The Maldives’ foreign reserves rose sharply in September, according to new figures from the Maldives Monetary Authority (MMA), even as the country’s short-term obligations continued to mount, complicating the outlook for liquidity.
The official reserve stood at USD 859.46 million at the end of September, up from USD 810.05 million in August. The increase of nearly USD 50 million represented a 6 percent month-on-month gain, underscoring a significant expansion in the nation’s financial buffer.
That expansion, however, coincided with a rise in short-term foreign currency liabilities, according to the central bank. These obligations, due within a year or less, reached USD 781.75 million in September, compared with USD 738.63 million a month earlier.
Alongside the official reserve, the central bank reported securities investments and other foreign currency assets not included in the reserve, which totalled USD 116.64 million at the end of September.

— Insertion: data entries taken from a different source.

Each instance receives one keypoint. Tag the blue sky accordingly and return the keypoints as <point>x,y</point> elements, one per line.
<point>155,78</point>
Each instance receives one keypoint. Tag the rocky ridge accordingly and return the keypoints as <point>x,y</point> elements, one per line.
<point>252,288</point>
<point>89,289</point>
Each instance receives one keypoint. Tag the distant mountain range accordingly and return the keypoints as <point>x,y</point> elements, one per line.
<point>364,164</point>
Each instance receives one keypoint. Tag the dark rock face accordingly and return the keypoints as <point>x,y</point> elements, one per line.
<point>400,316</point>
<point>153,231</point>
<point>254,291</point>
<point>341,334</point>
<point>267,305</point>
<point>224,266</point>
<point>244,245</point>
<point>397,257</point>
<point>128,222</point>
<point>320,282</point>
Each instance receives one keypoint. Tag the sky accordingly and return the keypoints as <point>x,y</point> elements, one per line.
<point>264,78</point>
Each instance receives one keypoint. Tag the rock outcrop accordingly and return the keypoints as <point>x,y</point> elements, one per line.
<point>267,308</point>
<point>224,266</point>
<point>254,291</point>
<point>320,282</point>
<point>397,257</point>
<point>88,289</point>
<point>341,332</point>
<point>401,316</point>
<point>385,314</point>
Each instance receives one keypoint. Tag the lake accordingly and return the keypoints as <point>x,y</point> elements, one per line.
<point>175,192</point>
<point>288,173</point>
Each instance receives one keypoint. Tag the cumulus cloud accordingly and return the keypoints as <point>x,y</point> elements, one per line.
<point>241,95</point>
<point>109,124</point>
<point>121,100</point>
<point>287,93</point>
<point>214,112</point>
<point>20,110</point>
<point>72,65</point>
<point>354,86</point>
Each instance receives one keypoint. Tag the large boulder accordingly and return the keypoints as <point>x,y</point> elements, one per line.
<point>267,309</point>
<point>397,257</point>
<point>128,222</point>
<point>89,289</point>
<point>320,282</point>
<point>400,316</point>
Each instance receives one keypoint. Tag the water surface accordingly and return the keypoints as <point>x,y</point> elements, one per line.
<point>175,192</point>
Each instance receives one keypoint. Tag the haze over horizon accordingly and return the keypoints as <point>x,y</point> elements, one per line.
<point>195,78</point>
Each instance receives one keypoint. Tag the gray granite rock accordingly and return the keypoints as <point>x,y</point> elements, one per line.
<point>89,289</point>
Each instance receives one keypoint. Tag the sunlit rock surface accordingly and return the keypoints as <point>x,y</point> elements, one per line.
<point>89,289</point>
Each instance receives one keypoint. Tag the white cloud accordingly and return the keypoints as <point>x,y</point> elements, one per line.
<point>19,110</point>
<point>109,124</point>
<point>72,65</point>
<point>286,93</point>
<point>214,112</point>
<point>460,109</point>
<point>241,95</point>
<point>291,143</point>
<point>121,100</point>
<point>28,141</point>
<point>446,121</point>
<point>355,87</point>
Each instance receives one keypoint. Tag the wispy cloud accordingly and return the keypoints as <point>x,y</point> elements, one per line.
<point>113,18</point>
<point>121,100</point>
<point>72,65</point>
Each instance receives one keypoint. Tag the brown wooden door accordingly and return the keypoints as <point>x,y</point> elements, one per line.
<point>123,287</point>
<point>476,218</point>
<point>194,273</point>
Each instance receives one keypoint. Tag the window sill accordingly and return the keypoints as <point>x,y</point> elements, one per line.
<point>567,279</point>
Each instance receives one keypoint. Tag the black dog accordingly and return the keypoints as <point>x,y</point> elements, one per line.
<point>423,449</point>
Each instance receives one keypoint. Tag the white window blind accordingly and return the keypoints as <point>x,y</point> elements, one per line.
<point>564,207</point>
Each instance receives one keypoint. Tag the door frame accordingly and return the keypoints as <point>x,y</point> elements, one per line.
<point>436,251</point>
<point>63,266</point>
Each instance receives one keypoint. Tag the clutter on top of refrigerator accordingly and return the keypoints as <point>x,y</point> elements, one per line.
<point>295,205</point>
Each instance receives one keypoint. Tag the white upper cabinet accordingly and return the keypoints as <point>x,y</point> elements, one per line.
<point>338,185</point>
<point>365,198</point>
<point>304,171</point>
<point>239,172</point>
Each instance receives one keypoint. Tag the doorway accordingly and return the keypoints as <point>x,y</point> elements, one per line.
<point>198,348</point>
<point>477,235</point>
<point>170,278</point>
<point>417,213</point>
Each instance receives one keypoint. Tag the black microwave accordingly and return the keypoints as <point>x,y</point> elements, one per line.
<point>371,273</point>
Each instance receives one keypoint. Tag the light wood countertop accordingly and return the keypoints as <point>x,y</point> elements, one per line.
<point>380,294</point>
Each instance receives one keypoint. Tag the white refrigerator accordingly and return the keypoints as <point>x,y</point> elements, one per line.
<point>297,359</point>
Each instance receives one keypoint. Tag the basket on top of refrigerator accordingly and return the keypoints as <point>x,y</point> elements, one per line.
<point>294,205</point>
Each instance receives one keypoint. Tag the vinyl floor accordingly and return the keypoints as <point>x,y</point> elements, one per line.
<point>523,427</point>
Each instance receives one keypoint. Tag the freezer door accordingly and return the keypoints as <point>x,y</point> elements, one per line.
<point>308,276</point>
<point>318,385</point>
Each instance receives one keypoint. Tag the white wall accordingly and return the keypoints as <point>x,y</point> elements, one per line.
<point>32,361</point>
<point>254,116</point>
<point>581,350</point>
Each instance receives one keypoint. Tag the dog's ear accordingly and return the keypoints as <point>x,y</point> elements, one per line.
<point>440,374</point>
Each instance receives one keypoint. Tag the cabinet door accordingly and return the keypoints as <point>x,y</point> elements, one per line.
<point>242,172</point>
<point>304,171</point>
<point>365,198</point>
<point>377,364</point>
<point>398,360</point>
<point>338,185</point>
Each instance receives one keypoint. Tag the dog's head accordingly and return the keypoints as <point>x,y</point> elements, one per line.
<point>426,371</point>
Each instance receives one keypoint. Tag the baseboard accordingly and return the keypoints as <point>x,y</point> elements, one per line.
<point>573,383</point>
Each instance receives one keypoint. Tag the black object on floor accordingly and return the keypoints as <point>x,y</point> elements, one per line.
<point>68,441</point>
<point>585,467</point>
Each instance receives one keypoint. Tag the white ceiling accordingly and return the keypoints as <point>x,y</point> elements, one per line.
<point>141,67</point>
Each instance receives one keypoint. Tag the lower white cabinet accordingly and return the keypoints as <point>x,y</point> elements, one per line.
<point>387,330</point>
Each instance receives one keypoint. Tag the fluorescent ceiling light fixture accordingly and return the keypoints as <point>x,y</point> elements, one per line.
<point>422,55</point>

When those assets are combined with the official reserve and adjusted for short-term obligations, the usable reserve, the portion available for immediate use, stood at USD 194.35 million. That figure marked a modest improvement from USD 188.64 million in August, a 3 percent increase. Although higher liabilities weighed on the calculation, the data confirmed a net rise.
The government of President Dr Mohamed Muizzu has made strengthening reserves a priority. Under the new Foreign Currency Act, the central bank is deploying 60 percent of US dollars received by banks to reinforce the reserve.
The authority attributed the gains to stronger foreign currency inflows from tourism and a USD 400 million currency swap with the Reserve Bank of India under the SAARC Framework. MMA officials confirmed their intention to fully utilise the swap arrangement.
The emphasis on reserve growth comes as the Maldives prepares for its largest debt repayments, scheduled for this year and next. A stronger reserve position, the central bank said, is critical to easing the burden of these obligations, particularly with substantial repayments due in the coming year.